Allan Bakke – a white student – was twice turned away from admission to UC-Davis Medical School even though many of the separate minority pool applicants that were accepted had significantly lower scores. In Regents of the University of California v. Bakke, the Supreme Court ruled that although race could be considered in the application process, the use of strict quotas was an illegitimate policy.


In the 1980’s the Jackson, Michigan Board of Education and it’s teacher’s union agreed to adding a provision to the collective bargaining agreement that stated in the event of layoffs the most senior teachers would be retained with the effect that minority teachers could not be laid off at a greater percentage than the current workforce. Since many of the newer teachers were considered minorities, this had a disproportionate effect on more senior teachers who were not considered minorities.


The non-minority teachers affected by the layoffs, who also held seniority over the minority teachers with lesser seniority, sued the Jackson Board of Education. After several appeals, the case – Wygant et al v. Jackson Board of Education – reached the U.S. Supreme Court. The court overturned the lower court rulings by ruling narrowly in their favor.


There are many other examples that could illustrate the “eliminating discrimination by creating discrimination” problem with affirmative action policies, but the continued promotion of opportunities to “disadvantaged” minority groups through proactive programs and initiatives that have as the effect an unfair advantage for any American on the basis of skin color – by its very nature – is one of the many factors that continue to divide Americans on the basis of race.


Decisions in regard to hiring practices or acceptance into a university should never be based on the color of one’s skin. These decisions should only be based on merit and/or need.


We may live in a society where prejudices based on race still exist, but we must stop continuing to treat people of color as second class citizens. We live in an era where we have elected a bi-racial president born of a Kenyan father and American mother.


Since the Civil Rights movement progress of the 60s established equal rights, there have been three successive “generations” of Americans born color-blind. We haven’t known a United States that doesn’t offer the same opportunities to all of her citizens. We are not so naïve that we don’t realize that there are pockets of prejudice and racism still in existence today, but to say there exists a broad culture of racism is in itself naïve.

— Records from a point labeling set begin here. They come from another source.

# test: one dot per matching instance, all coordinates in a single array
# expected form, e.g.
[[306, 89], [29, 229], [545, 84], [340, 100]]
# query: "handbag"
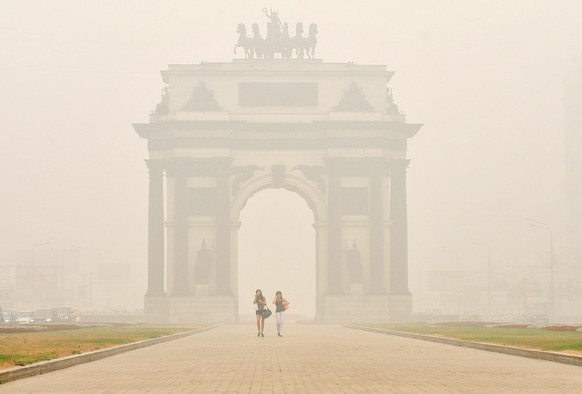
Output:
[[266, 312]]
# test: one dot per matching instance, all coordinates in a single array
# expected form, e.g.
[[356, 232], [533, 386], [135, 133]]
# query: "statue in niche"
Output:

Should laws continue to protect Americans based on race, religion, ethnicity and sex still exist? Absolutely! Should affirmative action programs that actively promote one person over another based solely on skin color or minority status still exist? No.


President Bill Clinton agreed. In a memorandum regarding affirmative action in July 1995, he sought the end of any program that "(a) creates a quota; (b) creates preferences for unqualified individuals; (c) creates reverse discrimination; or (d) continues even after its equal opportunity purposes have been achieved."


Although the ruling of the Supreme Court this week focused on the rights of citizens to determine how or if they will establish an affirmative action program in their own state, it clearly sent a message that addresses President Clinton’s directive that these programs should cease after equal opportunity purposes have been achieved.